Outre celle de France, les scènes marginales d’Allemagne et d’Angleterre sont également représentées dans Love Potion Number 999 : d’Allemagne, nous découvrons ainsi un groupe de Munich formé au début des années 2010, KARABA, dans lequel on retrouve Maasel MAIER (basse) et Jakob THUN (batterie), deux membres de la formation actuelle du légendaire EMBRYO (groupe créé en 1969 par Christian BURCHARD et aujourd’hui dirigé par sa fille Marja).

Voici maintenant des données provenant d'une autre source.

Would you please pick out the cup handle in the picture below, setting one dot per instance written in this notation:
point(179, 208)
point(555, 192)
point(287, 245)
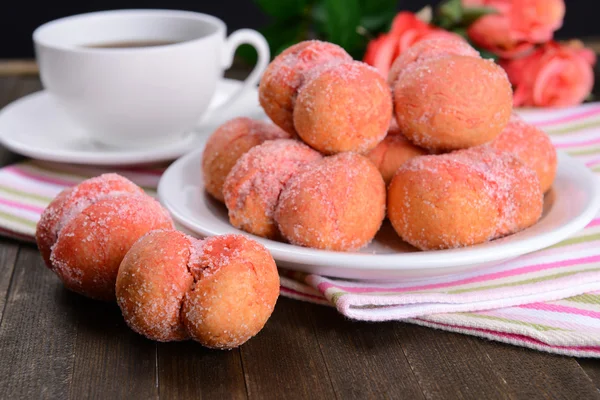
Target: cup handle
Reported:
point(237, 38)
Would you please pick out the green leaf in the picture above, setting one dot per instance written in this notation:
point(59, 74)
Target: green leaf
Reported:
point(377, 7)
point(472, 14)
point(450, 13)
point(343, 19)
point(377, 23)
point(282, 9)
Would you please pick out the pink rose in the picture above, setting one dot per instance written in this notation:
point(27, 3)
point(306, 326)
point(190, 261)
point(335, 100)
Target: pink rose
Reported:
point(554, 75)
point(406, 30)
point(517, 25)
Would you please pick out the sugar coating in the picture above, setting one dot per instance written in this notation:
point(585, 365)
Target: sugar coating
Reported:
point(336, 204)
point(426, 49)
point(71, 201)
point(532, 146)
point(236, 288)
point(391, 153)
point(452, 102)
point(152, 281)
point(252, 188)
point(219, 291)
point(346, 107)
point(463, 198)
point(91, 246)
point(286, 73)
point(228, 143)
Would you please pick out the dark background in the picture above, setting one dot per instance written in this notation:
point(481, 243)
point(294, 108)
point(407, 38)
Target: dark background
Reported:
point(20, 18)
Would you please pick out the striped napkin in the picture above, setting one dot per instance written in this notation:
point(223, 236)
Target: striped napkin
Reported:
point(548, 300)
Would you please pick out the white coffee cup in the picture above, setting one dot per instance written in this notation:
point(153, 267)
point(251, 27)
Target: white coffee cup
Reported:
point(140, 96)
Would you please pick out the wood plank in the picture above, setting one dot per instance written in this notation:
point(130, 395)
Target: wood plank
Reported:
point(18, 67)
point(37, 335)
point(284, 360)
point(8, 257)
point(8, 248)
point(188, 370)
point(591, 366)
point(533, 374)
point(111, 361)
point(27, 85)
point(8, 92)
point(364, 360)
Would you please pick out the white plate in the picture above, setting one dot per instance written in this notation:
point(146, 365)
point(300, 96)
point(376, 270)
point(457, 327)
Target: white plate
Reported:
point(36, 126)
point(571, 204)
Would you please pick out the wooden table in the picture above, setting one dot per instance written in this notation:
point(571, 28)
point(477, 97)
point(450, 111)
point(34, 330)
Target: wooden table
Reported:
point(55, 344)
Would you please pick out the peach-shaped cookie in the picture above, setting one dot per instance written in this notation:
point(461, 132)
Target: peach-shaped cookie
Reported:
point(235, 291)
point(153, 279)
point(287, 72)
point(228, 143)
point(391, 153)
point(87, 230)
point(72, 201)
point(252, 187)
point(426, 49)
point(336, 204)
point(452, 102)
point(532, 146)
point(346, 107)
point(463, 198)
point(220, 291)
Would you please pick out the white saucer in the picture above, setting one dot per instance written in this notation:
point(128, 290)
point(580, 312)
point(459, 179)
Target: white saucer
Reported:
point(571, 204)
point(36, 127)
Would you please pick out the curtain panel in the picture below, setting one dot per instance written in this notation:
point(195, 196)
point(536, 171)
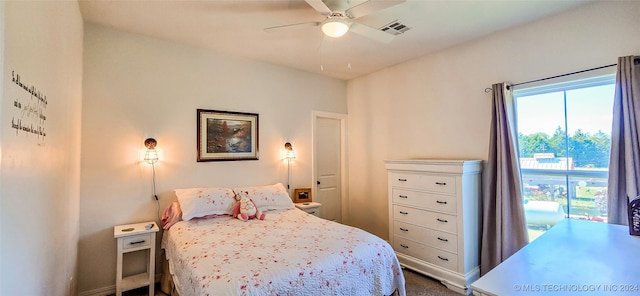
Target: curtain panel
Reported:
point(504, 230)
point(624, 163)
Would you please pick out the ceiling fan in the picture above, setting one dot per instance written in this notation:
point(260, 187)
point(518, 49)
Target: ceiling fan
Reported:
point(340, 20)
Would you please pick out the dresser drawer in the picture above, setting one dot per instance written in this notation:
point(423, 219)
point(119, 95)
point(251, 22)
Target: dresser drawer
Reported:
point(437, 239)
point(433, 220)
point(136, 241)
point(425, 200)
point(432, 255)
point(436, 183)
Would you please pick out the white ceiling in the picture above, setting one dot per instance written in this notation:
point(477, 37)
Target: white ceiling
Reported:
point(237, 28)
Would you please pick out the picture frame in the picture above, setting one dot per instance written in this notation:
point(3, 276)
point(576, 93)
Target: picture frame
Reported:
point(227, 135)
point(302, 195)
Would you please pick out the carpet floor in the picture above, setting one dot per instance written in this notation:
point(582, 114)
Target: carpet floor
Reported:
point(416, 285)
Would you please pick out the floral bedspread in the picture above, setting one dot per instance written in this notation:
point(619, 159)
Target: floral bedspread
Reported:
point(289, 253)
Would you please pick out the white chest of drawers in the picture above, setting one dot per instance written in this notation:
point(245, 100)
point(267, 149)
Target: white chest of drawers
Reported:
point(434, 218)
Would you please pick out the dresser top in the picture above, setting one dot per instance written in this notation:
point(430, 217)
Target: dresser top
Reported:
point(437, 165)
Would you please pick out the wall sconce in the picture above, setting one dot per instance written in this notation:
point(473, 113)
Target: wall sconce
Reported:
point(151, 156)
point(289, 156)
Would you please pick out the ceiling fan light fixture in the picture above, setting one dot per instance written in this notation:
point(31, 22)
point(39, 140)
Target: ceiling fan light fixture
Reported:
point(335, 27)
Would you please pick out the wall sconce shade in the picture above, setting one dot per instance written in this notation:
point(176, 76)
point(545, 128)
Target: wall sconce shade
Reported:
point(335, 27)
point(151, 155)
point(291, 155)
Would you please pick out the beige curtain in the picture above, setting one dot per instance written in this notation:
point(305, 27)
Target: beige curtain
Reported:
point(624, 164)
point(504, 230)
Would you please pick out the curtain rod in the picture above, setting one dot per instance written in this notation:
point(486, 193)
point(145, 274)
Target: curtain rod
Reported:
point(488, 89)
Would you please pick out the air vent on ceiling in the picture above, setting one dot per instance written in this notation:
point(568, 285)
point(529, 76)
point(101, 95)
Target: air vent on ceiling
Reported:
point(395, 28)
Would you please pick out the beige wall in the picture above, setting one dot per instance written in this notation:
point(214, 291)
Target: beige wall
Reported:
point(39, 175)
point(137, 87)
point(436, 107)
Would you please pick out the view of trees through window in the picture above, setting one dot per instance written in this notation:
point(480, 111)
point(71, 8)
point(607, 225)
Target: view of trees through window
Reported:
point(564, 140)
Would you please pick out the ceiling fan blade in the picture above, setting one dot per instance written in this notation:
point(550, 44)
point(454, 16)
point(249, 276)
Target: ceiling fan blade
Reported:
point(369, 7)
point(371, 33)
point(310, 24)
point(319, 6)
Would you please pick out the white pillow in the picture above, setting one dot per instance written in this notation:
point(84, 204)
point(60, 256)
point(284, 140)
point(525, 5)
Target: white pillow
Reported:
point(269, 197)
point(200, 202)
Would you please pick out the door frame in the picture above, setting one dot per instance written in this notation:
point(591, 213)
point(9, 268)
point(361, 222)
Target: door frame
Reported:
point(343, 158)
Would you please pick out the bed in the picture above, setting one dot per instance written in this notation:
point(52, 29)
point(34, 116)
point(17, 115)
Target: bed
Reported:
point(290, 252)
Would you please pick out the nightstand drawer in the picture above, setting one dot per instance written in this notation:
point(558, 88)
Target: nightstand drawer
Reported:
point(136, 241)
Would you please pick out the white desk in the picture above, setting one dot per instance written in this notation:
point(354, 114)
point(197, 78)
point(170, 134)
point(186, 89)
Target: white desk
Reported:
point(575, 257)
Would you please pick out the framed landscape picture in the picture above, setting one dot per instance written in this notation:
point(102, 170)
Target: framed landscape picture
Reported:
point(224, 135)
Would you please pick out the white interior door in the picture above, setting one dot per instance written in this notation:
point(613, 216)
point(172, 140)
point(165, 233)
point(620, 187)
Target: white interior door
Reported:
point(329, 165)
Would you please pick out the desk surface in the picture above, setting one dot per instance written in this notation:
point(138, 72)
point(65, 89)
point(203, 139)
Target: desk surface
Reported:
point(575, 257)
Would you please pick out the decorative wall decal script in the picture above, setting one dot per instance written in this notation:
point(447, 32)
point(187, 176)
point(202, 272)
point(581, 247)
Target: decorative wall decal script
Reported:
point(30, 116)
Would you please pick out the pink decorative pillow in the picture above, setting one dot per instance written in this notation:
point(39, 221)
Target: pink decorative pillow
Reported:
point(200, 202)
point(269, 197)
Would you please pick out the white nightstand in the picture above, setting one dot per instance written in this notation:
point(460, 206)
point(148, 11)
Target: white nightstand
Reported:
point(312, 208)
point(131, 238)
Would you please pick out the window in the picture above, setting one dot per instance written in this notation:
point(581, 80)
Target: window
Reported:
point(564, 141)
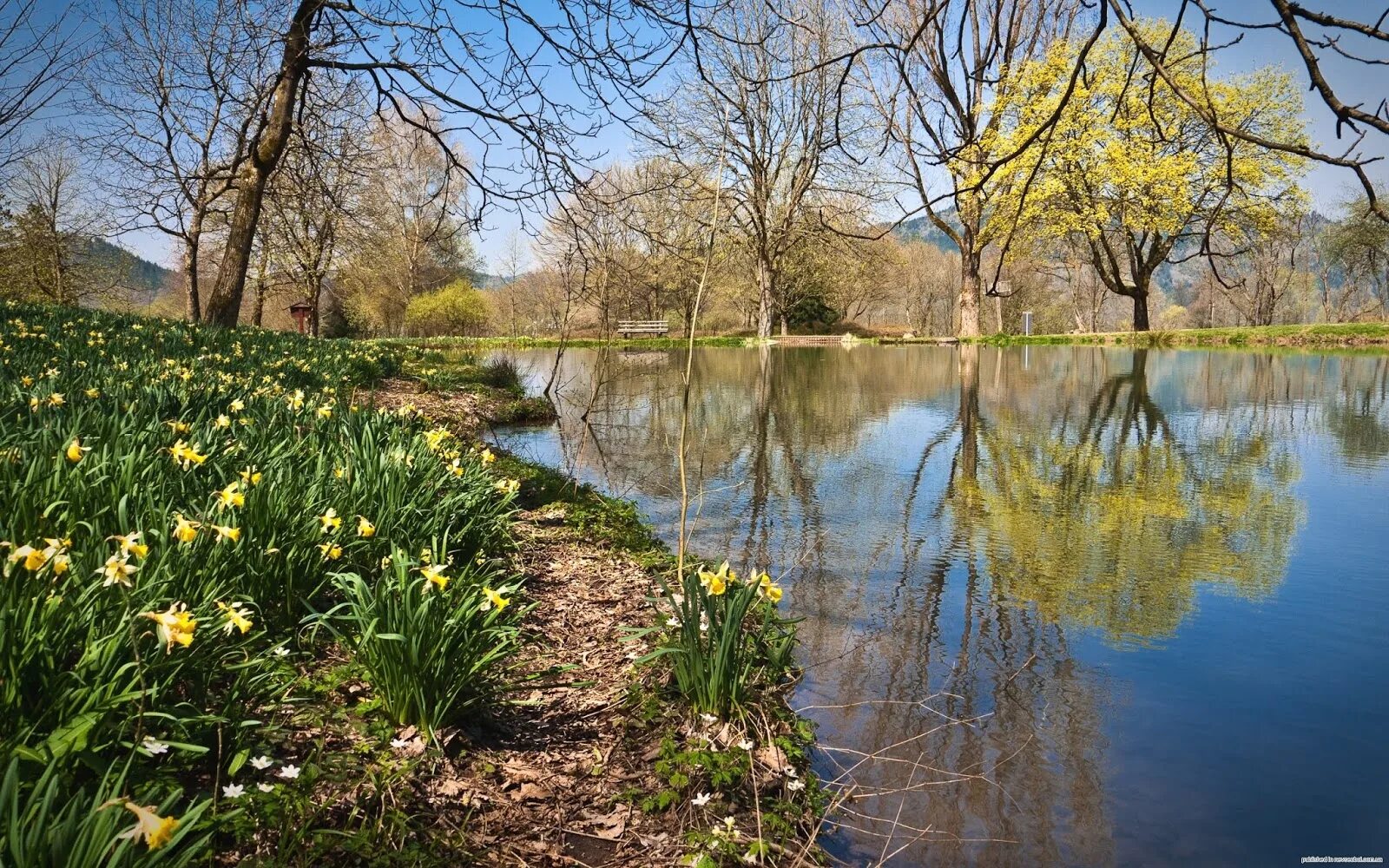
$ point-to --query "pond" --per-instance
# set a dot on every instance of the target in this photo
(1063, 606)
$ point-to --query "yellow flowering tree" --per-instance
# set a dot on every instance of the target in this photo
(1132, 177)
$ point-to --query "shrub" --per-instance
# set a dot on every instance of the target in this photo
(456, 309)
(435, 645)
(726, 639)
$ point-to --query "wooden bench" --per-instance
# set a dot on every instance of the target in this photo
(642, 326)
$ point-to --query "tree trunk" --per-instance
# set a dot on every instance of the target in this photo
(194, 307)
(1141, 310)
(764, 299)
(224, 303)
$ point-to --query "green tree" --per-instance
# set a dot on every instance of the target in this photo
(456, 309)
(1131, 175)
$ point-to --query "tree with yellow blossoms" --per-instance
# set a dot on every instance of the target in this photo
(1132, 177)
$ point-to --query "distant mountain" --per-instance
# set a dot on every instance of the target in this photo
(923, 228)
(141, 277)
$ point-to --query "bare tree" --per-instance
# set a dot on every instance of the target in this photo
(768, 96)
(177, 90)
(38, 57)
(465, 71)
(935, 69)
(49, 250)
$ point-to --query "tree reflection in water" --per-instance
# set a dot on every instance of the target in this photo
(951, 521)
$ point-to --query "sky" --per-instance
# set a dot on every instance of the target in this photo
(1326, 185)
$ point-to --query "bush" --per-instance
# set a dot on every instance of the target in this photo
(456, 309)
(435, 645)
(726, 639)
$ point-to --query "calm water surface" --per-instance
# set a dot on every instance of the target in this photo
(1081, 606)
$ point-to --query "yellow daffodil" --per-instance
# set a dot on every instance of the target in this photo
(231, 496)
(185, 531)
(76, 450)
(31, 557)
(157, 831)
(493, 601)
(435, 574)
(187, 455)
(238, 617)
(175, 625)
(131, 545)
(717, 582)
(767, 589)
(117, 571)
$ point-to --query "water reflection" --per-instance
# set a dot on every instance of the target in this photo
(955, 524)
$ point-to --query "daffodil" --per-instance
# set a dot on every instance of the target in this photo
(767, 589)
(175, 625)
(185, 531)
(157, 831)
(717, 582)
(435, 574)
(76, 450)
(231, 496)
(238, 617)
(187, 455)
(31, 557)
(117, 571)
(131, 545)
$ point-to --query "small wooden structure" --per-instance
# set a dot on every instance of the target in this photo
(300, 312)
(813, 340)
(627, 328)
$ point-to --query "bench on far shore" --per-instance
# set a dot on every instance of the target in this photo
(627, 328)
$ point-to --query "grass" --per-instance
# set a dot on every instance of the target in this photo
(182, 506)
(1314, 335)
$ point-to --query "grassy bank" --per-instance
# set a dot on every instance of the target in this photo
(256, 606)
(1316, 337)
(525, 344)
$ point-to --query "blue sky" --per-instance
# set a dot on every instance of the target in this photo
(1328, 185)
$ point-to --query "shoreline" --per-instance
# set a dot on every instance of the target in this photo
(594, 761)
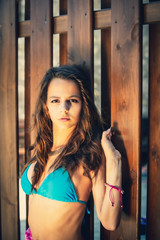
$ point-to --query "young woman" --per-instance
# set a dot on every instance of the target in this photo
(72, 157)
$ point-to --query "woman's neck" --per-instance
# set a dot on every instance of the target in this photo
(61, 137)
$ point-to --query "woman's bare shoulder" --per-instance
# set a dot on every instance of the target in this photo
(31, 171)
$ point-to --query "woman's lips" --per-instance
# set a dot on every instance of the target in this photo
(64, 119)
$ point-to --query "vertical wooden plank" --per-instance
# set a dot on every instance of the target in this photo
(126, 107)
(80, 51)
(80, 33)
(153, 209)
(63, 37)
(106, 69)
(27, 82)
(27, 95)
(40, 45)
(105, 84)
(8, 121)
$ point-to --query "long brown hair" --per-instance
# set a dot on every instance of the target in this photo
(84, 145)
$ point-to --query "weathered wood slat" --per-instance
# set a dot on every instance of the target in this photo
(40, 45)
(80, 33)
(126, 107)
(102, 19)
(27, 102)
(153, 216)
(106, 83)
(80, 51)
(63, 36)
(8, 122)
(151, 12)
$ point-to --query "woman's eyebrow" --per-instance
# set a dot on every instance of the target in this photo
(75, 95)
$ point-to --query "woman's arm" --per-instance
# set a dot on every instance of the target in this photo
(110, 172)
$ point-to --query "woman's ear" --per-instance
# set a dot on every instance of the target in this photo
(46, 110)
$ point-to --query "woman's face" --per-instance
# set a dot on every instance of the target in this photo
(64, 103)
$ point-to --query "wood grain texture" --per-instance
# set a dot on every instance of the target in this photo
(80, 51)
(153, 231)
(126, 108)
(40, 46)
(80, 32)
(8, 122)
(106, 84)
(151, 12)
(63, 36)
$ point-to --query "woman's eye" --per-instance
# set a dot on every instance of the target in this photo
(54, 101)
(74, 100)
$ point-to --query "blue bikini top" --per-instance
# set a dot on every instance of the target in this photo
(56, 186)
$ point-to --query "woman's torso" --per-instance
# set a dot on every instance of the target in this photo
(58, 219)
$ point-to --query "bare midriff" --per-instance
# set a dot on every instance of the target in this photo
(55, 220)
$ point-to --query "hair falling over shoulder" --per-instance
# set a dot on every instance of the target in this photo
(84, 146)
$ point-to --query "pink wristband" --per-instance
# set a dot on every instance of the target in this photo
(110, 194)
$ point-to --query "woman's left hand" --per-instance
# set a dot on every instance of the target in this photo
(113, 159)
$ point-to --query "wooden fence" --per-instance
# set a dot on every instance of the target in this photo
(121, 24)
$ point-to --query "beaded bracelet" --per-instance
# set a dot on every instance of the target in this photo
(110, 194)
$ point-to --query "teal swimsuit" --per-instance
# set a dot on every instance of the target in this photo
(56, 186)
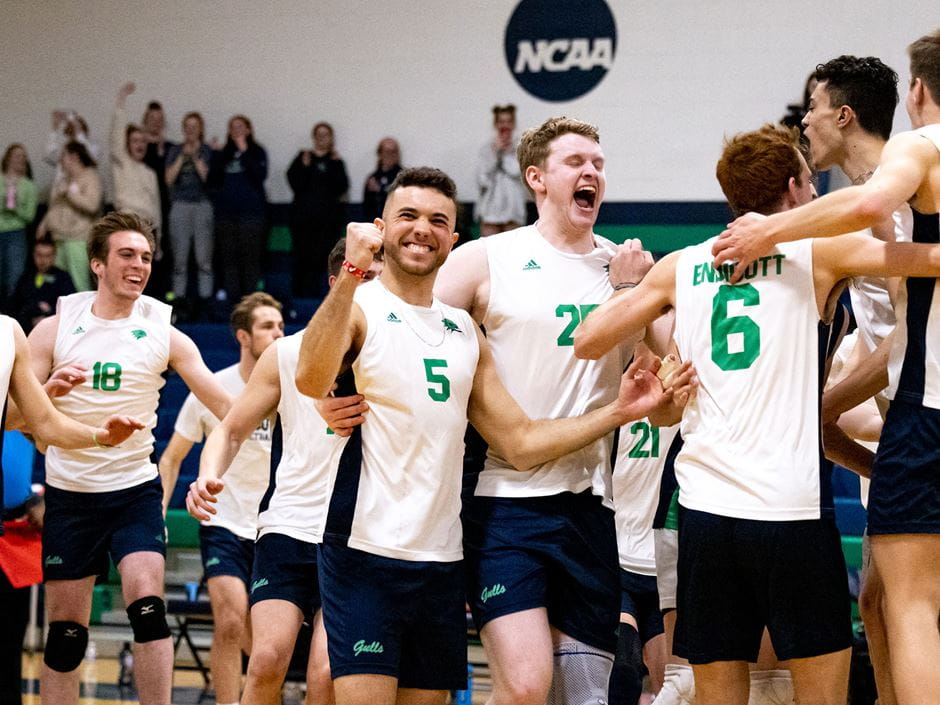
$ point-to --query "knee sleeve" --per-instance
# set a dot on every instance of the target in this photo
(148, 619)
(65, 646)
(626, 677)
(580, 676)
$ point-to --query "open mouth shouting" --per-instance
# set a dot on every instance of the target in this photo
(585, 197)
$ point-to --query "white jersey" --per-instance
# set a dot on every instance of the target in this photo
(397, 491)
(538, 296)
(914, 363)
(247, 476)
(7, 358)
(871, 303)
(306, 454)
(641, 452)
(752, 435)
(125, 359)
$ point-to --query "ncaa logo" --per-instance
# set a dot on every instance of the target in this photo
(560, 49)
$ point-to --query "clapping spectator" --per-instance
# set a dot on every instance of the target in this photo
(16, 214)
(39, 287)
(73, 207)
(501, 205)
(191, 217)
(318, 179)
(237, 177)
(376, 188)
(135, 184)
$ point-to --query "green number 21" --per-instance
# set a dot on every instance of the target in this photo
(441, 393)
(575, 314)
(724, 326)
(106, 376)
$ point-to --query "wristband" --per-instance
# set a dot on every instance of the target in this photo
(353, 269)
(98, 444)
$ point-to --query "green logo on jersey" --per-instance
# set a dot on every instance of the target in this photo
(361, 647)
(495, 591)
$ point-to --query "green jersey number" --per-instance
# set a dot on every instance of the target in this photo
(575, 314)
(745, 330)
(442, 392)
(106, 376)
(647, 445)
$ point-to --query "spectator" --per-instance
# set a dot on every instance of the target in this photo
(190, 210)
(154, 124)
(67, 126)
(16, 214)
(237, 176)
(73, 207)
(501, 205)
(39, 287)
(376, 188)
(319, 182)
(135, 184)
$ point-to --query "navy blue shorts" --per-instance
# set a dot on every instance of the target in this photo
(640, 599)
(558, 552)
(224, 553)
(83, 529)
(905, 482)
(737, 576)
(285, 568)
(405, 619)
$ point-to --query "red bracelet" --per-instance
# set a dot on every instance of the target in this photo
(353, 269)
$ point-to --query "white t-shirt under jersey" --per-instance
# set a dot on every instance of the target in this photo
(125, 359)
(416, 368)
(296, 502)
(641, 452)
(752, 434)
(247, 476)
(538, 296)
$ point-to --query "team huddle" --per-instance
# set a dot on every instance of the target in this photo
(656, 490)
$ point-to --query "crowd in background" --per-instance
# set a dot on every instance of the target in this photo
(207, 202)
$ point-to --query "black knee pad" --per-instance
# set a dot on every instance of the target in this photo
(65, 646)
(148, 619)
(626, 678)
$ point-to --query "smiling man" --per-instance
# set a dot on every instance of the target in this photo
(547, 535)
(391, 574)
(108, 349)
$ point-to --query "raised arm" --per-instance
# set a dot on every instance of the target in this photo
(46, 423)
(337, 330)
(464, 280)
(904, 164)
(257, 402)
(627, 312)
(526, 442)
(186, 360)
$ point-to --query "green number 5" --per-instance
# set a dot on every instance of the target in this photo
(443, 392)
(745, 330)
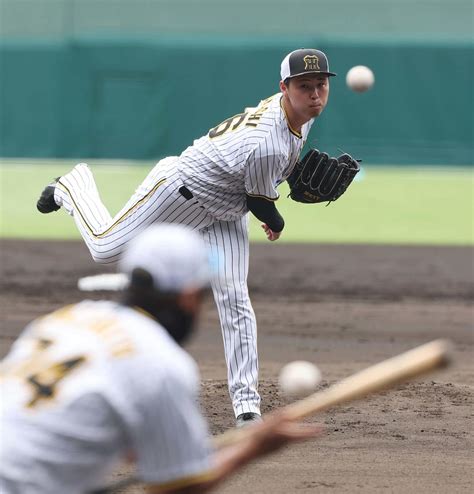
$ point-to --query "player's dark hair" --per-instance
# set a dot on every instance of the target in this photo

KARABA présente Chateaux Morell, une composition enregistrée spécialement pour cette compilation dans un style jazz-rock fusion qui évoque le Frank ZAPPA de l’époque Hot Rats, ou encore MISSUS BEASTLY.
D’Angleterre, nous voyons réapparaître un groupe énigmatique des années 1980, MUSIQUE CONCRET, auteur d’un seul album, Bringing up Bab, sorti en 1981 et présentant une musique électronico-industrielle dans l’esprit de SPK, de CABARET VOLTAIRE et de NURSE WITH WOUND, et paru comme par hasard à l’origine sur United Diaries, le label créé par Steven STAPELTON, et réédité en 2004 par Fractal. Mais la surprise du chef, c’est que le morceau inclus dans Love Potion Number 999, Symphony for Oven Rack (First Movement), est un avant-goût du nouvel album à venir de MUSIQUE CONCRET, leur second après 43 ans d’abs(tin)ence !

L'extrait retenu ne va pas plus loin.